Last night we had an impromptu (read: unexpected) flash of genius in the tenpura pan. E was tired and didn't want to cook but she mentioned wanting zucchini. When I was a young'un I hated zucchini more than anything, but now I like it fine. Still, I wasn't up for just making some sort of stir-fry with them. I looked in the cabinet for my old friend, and there it was staring back at me on the first shelf...tenpura batter. Aaaaah yeah.

Now, the secret to good tenpura (aside from using a good oil such as peanut) is of course in the batter. You have got to keep that stuff cold if you want the finished product to have those little waving arms of crispy batter that they do in the restaurants. Thanks to Yoko for pointing this out to me. Now I keep my batter in the freezer when I'm not dipping into it, and I also have an ice cube in the mix just to help it along. Change the ice cube regularly to prevent the batter from thinning. Another measure of prevention against this (since the vegetables you're going to be cooking will be wet too) is to make the batter a bit stiff in the first place so it can handle the extra H2O.

It's no stroke of genius to take out vegetables and start battering and frying them. Naturally I cut up a homegrown kabocha and threw that in the mix, also present was an onion and the aforementioned zucchini. What was the real kicker though was that I started tenpura-ing halved serrano and jalapeño peppers. E was like to die when they came out; I think she ate more peppers than zucchini. I have tenpurad several uncommon vegetables and I would like to propose a CaliforniAsian fusion dish starring several of these: Gilroy elephant garlic, Santa Barbara Haas avocados, SoCal's Kabocha (yes, it's where Japan gets its Kabocha from) and the central valley's own Jalapeño peppers. For a base why not eat it with some Californian-grown hinode or calrose Japanese short grain rice?

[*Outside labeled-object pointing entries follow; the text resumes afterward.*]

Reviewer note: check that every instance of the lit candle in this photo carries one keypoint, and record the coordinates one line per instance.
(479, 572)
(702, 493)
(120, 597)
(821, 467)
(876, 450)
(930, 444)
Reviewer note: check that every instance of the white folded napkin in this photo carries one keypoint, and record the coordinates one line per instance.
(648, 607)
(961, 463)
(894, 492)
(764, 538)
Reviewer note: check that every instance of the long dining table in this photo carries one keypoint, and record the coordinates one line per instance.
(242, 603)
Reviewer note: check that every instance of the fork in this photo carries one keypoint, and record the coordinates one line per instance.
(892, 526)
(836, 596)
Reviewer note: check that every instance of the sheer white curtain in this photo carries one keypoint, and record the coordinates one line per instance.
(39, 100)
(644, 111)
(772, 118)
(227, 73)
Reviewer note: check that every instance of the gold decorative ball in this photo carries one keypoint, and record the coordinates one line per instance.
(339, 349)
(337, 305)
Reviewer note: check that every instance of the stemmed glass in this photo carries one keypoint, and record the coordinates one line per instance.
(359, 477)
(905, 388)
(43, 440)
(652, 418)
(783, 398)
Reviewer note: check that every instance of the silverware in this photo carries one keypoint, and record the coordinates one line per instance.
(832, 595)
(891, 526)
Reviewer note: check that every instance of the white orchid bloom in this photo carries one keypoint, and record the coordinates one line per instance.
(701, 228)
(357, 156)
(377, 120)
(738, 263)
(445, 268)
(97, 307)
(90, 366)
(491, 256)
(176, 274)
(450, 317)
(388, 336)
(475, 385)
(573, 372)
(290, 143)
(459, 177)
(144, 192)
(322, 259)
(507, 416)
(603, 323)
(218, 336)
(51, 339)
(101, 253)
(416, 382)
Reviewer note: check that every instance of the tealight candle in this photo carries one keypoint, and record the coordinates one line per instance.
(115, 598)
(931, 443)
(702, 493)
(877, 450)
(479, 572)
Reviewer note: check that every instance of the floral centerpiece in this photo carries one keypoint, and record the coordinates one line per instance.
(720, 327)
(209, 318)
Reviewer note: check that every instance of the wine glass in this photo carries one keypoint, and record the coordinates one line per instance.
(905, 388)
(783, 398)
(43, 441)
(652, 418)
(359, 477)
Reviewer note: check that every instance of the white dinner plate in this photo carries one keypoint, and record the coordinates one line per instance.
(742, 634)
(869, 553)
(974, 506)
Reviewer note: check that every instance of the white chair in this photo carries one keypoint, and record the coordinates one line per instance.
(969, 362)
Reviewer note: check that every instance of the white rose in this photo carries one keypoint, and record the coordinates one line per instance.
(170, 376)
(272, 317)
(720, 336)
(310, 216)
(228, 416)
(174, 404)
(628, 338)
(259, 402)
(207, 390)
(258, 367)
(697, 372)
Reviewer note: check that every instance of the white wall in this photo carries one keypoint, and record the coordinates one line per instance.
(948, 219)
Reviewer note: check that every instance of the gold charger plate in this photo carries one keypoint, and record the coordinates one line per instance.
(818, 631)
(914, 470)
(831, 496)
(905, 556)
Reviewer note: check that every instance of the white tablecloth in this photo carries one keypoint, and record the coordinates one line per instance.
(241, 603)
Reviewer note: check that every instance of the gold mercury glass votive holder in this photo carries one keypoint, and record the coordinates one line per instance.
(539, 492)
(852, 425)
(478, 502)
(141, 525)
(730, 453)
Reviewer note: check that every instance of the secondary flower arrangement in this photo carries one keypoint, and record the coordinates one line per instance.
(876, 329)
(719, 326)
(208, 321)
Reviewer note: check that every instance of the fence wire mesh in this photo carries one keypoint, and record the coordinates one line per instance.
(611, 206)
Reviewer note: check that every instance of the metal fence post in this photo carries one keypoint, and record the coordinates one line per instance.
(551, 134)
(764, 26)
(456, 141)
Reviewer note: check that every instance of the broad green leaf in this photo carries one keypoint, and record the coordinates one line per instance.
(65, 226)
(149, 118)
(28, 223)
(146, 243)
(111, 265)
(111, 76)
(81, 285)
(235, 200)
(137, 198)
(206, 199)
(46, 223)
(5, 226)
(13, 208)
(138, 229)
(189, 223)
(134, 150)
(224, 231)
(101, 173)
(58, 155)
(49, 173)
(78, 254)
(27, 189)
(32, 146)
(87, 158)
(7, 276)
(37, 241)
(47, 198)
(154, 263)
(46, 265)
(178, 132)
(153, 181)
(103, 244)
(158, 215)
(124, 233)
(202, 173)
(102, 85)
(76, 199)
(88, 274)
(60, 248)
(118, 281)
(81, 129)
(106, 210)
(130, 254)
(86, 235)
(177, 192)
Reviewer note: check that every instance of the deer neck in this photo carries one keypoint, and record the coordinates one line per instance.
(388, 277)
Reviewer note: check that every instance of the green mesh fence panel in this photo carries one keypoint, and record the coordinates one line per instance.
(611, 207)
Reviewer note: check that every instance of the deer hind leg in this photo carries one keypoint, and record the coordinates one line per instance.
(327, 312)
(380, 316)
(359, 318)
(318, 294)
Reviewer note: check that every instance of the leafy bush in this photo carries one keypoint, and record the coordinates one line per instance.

An orthographic note: why am I writing it t-e-n-pura, you might ask? Don't Japanese restaurants spell it "tempura"?
You are correct. However, this is what I'd like to call an orthographic representation of an articulatory assimilative event. See, the word 'tenpura' is made up of two Chinese characters that the Japanese have appropriated for their own use: Ten ('heaven') and Pura (I believe it is a shortened form of "abura", 'oil', changing to /p/ from /b/ in a devoicing assimilation to the T...but I digress). So when you are saying 'tenpura', even when you attempt to say it with an N- sound, the various parts of your mouth begin to anticipate the bilabial P- sound you are about to make, and turn the N into another bilabial, M.

Anyways, the original pun was meant to convey that this tenpura gets a 10 from the American judges. Just ask Dr. Science.

Thursday, October 06, 2005

be very quiet...I'm hunting rillettes...

Your host has been most busy of late. I'm just stopping in to talk about the yorkshire puddings we made last night with some rabbit rillette from the fatted calf. God DAMN but they were good. E tried to insist that we only make 4 of the dozen puddings with rillette, but I persisted and we did 6/12 of them with it. She ended up eating two of the rillette ones because they were FAR SUPERIOR to butter. We still have to try manteca some time.

We polished off the puddings while watching the castle battle scene from Army of Darkness. Good times.